Development of tools for safety analysis of control software in advanced reactors
- Advanced Systems Concepts Associates, El Segundo, CA (United States)
Software based control systems have gained a pervasive presence in a wide variety of applications, including nuclear power plant control and protection systems which are within the oversight and licensing responsibility of the US Nuclear Regulatory Commission. While the cost effectiveness and flexibility of software based plant process control is widely recognized, it is very difficult to achieve and prove high levels of demonstrated dependability and safety assurance for the functions performed by process control software, due to the very flexibility and potential complexity of the software itself.
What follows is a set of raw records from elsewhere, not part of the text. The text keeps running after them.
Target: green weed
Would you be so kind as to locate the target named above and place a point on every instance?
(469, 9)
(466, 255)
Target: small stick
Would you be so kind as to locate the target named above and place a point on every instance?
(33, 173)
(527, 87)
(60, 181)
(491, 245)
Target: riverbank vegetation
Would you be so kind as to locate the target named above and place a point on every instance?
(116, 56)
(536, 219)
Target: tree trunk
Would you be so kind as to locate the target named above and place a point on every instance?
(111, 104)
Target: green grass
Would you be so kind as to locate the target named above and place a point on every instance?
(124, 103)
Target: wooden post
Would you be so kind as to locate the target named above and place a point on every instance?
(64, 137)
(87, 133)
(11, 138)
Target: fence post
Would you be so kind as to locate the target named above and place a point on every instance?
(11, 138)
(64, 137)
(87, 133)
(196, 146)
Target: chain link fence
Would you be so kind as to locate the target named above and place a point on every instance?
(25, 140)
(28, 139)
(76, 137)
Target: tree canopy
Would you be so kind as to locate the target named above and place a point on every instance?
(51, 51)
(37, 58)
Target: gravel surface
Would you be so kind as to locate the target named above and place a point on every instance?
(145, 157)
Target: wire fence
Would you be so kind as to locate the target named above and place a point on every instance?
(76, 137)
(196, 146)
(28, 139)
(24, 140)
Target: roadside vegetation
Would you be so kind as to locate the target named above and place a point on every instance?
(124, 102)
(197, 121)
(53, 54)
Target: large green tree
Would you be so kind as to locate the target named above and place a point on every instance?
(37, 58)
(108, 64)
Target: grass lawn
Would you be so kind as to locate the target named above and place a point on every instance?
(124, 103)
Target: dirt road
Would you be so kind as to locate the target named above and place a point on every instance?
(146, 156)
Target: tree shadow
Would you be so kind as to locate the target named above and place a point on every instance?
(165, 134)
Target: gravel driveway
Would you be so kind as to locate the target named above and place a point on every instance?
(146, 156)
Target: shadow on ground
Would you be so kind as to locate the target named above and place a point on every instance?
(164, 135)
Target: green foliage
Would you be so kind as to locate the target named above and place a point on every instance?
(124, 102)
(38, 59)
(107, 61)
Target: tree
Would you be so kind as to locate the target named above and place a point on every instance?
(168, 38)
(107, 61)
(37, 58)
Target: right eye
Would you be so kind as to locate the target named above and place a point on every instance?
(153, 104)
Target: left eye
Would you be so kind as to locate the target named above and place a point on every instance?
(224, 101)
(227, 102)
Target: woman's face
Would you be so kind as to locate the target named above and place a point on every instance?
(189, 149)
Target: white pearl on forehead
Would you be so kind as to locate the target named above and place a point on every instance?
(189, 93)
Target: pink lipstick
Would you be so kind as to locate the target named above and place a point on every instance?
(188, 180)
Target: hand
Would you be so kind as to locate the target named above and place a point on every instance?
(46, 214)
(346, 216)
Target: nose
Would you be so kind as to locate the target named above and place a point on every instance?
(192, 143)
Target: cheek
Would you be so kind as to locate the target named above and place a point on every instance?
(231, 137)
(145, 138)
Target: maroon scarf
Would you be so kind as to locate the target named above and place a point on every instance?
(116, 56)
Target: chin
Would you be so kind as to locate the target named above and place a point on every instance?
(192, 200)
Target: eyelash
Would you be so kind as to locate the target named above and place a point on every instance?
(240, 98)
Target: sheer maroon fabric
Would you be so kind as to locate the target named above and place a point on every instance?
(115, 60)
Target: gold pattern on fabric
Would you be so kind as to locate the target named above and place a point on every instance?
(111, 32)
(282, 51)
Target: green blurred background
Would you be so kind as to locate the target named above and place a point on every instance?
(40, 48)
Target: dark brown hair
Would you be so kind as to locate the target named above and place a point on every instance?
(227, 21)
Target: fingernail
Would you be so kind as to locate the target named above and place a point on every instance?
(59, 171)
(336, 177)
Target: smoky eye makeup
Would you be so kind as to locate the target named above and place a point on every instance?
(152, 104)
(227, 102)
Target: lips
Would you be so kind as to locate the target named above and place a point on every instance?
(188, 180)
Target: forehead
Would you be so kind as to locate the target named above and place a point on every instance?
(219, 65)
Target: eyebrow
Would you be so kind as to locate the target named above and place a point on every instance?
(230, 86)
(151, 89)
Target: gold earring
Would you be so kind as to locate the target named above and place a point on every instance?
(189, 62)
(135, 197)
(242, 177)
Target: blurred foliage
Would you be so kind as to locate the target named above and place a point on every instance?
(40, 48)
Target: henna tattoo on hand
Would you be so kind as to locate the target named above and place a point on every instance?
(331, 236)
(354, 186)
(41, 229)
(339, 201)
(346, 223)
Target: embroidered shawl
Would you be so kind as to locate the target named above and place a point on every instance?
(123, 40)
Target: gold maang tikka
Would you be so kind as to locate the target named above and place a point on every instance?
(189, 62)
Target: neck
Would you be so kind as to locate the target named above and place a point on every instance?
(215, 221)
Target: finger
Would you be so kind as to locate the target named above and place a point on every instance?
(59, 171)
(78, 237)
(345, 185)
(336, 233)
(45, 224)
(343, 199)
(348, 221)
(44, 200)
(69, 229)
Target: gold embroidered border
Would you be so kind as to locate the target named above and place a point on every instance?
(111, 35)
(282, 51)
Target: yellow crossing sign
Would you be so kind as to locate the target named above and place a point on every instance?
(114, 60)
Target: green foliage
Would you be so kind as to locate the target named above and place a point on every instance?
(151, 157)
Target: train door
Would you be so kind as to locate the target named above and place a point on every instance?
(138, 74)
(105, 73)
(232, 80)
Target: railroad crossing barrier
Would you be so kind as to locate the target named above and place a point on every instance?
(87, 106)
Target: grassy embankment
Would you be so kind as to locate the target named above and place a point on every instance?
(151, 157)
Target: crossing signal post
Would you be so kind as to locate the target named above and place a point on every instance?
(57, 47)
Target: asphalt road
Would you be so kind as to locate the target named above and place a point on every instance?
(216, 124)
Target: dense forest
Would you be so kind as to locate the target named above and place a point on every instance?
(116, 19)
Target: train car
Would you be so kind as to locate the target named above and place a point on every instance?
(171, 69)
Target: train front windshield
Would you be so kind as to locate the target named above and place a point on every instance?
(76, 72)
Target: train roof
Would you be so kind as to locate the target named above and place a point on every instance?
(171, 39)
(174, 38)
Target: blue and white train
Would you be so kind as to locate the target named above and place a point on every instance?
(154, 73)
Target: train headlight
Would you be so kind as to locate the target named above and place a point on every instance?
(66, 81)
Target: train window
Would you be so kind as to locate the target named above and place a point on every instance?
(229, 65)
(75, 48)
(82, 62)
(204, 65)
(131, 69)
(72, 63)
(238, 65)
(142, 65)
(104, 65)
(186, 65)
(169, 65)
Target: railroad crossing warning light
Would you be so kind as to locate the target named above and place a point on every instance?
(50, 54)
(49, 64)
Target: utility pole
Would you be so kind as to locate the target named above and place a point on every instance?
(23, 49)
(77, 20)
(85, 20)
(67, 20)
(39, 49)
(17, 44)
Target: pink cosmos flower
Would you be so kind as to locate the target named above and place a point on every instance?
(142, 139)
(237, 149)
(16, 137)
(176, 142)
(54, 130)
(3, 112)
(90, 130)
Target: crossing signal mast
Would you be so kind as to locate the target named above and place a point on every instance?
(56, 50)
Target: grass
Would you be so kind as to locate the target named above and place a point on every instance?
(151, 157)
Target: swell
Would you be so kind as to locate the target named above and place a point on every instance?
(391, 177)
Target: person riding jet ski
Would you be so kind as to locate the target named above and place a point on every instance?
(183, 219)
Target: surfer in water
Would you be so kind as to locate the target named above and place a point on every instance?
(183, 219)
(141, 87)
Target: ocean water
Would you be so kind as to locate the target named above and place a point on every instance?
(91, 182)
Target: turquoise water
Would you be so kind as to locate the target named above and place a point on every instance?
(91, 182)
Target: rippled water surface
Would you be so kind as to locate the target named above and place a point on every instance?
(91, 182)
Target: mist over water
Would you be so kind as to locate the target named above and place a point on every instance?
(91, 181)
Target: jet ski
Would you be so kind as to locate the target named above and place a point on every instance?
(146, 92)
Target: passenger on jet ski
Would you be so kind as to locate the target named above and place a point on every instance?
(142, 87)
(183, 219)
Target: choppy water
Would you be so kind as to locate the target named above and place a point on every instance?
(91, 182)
The development of tools to model, analyze and test software design and implementations in the context of the system that the software is designed to control can greatly assist the task of providing higher levels of assurance than those obtainable by software testing alone. This report presents and discusses the development of the Dynamic Flowgraph Methodology (DFM) and its application in the dependability and assurance analysis of software-based control systems. The features of the methodology and full-scale examples of application to both generic process and nuclear power plant control systems are presented and discussed in detail. The features of a workstation software tool developed to assist users in the application of DFM are also described.
- Research Organization:
- Nuclear Regulatory Commission, Washington, DC (United States). Div. of Systems Technology; Advanced Systems Concepts Associates, El Segundo, CA (United States)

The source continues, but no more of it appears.